3:AM – Beyond the article: research data and software

This post is contributed by Joe Wass, tech lead of Crossref Event Data.

Martin Fenner opened the session reminding us that questions surrounding the tracking, citation and use of research objects beyond articles are at least as old as altmetrics.

Nicolás Robinson-García, Daniel S Katz, Heather Piwowar and Elena Zudilova-Seinstra looked variously at the methods and practice of citing datasets and software, and offered some observations. I think the session could be broken out into the following themes:

 – what are we tracking?

 – why are we tracking it?

 – how is it being tracked?

Nicolás opened the ‘what’ by showing that the world isn’t just divided into articles and datasets. Of the items he found in DataCite, most were datasets, but there was also text, images, collections and a lot of ‘other’. The most tweeted ‘data’ he found is in fact a poster.

Heather introduced the ‘why’ with a quote from a demotivated PhD student who felt their contribution to software development went unrecognised.

Daniel recognised that a significant amount of research effort went into writing software, but that the record of research effort fails to represent this. Without proper citation practices, development effort will continue to go undocumented. As Elena pointed out, software is a research method in its own right and it deserves full academic recognition. Increasing amounts of research is ‘born digital’ but traditional citation has failed to keep up with the activities that comprise research. Not only are authors not credited, but without proper citation, readers are unable to locate the software being mentioned.

Apart from appropriate capturing of activity, Daniel also pointed out that a lack of formal recognition of the software’s role could prevent sustainable development, which is his end goal.

Daniel presented us with two choices for the ‘how’ of software citation: either we jam software citations into a system that doesn’t really suit it, or we completely rework the citation system. He considered the first option the most possible. 

Daniel described the Force11 Software Citation group’s effort to improve traditional citation of software. He outlined the six Force 11 software principles. He also had some direct advice for make software citable and for citing software: publish it, get a DOI, mention it in the README or CITATION file. And when using software, always look for this information so you can cite the software directly, not a paper about it.
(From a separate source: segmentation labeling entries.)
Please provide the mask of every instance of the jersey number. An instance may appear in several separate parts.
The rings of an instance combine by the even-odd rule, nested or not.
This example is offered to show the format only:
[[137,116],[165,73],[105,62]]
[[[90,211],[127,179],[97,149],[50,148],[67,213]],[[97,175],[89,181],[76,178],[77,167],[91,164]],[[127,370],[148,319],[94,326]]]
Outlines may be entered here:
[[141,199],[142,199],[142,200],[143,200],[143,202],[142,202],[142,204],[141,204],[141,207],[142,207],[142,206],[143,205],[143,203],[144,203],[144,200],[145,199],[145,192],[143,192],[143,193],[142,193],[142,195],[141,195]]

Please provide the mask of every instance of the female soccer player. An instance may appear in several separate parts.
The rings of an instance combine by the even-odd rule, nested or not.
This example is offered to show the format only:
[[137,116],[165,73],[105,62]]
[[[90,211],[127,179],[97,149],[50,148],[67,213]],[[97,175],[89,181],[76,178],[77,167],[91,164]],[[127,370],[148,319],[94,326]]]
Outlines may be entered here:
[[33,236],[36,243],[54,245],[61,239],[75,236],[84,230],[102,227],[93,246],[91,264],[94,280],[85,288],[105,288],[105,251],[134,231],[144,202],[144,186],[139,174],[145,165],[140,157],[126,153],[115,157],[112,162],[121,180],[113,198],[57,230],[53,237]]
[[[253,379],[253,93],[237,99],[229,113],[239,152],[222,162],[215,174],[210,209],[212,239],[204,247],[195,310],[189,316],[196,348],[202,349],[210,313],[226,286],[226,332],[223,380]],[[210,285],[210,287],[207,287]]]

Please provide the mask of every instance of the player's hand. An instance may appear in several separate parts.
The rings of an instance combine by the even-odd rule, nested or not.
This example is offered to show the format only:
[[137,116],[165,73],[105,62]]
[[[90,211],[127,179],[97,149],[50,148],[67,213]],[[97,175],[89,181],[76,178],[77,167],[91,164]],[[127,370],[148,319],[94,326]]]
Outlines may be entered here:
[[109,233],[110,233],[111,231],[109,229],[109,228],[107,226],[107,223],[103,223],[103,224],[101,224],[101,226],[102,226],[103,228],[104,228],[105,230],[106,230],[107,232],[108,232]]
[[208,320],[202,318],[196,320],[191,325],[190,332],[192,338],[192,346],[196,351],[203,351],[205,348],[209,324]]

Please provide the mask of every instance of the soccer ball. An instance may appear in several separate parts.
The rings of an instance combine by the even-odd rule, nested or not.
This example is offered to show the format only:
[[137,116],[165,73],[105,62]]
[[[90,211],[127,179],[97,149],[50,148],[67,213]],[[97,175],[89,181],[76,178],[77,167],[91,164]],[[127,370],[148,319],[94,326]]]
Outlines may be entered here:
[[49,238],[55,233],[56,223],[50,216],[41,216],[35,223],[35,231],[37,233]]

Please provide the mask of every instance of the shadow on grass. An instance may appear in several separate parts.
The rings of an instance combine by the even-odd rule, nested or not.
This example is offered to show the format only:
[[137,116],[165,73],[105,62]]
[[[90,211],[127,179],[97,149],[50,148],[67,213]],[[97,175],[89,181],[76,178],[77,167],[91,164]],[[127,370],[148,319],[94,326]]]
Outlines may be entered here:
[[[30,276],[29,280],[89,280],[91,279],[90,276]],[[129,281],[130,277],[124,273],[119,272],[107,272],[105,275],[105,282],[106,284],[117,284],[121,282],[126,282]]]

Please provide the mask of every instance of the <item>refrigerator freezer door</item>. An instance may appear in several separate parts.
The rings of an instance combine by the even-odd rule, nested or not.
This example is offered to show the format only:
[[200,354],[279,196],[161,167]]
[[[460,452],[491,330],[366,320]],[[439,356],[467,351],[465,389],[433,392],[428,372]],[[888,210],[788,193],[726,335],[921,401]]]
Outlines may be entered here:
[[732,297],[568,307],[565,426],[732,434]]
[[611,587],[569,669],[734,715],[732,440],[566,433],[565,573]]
Heather described Depsy, an experimental system for analysing software dependencies within the PyPI and CRAN repositories (for Python and R respectively) and combining it with usage metrics. It tracks dependencies between packages and usage figures from repositories. After a year of operation, she has had a lot of positive feedback, including a validation of the assumptions that they made. The most prominent conclusion seemed to be “we want more, and we want it more real time”.

Elena described softwareX, a journal of software launched two years ago. Authors describe software that they have written with a short article, they include some metadata and a permanent link to a ‘frozen’ copy of the version of the software. They are invited to publish updates to software. Peer review is conducted but it covers usability and scientific impact rather than a full code review.

The session gave us a glimpse into a sub-field that is sometimes less talked about than article metrics and showed us the diversity of research objects that are out there.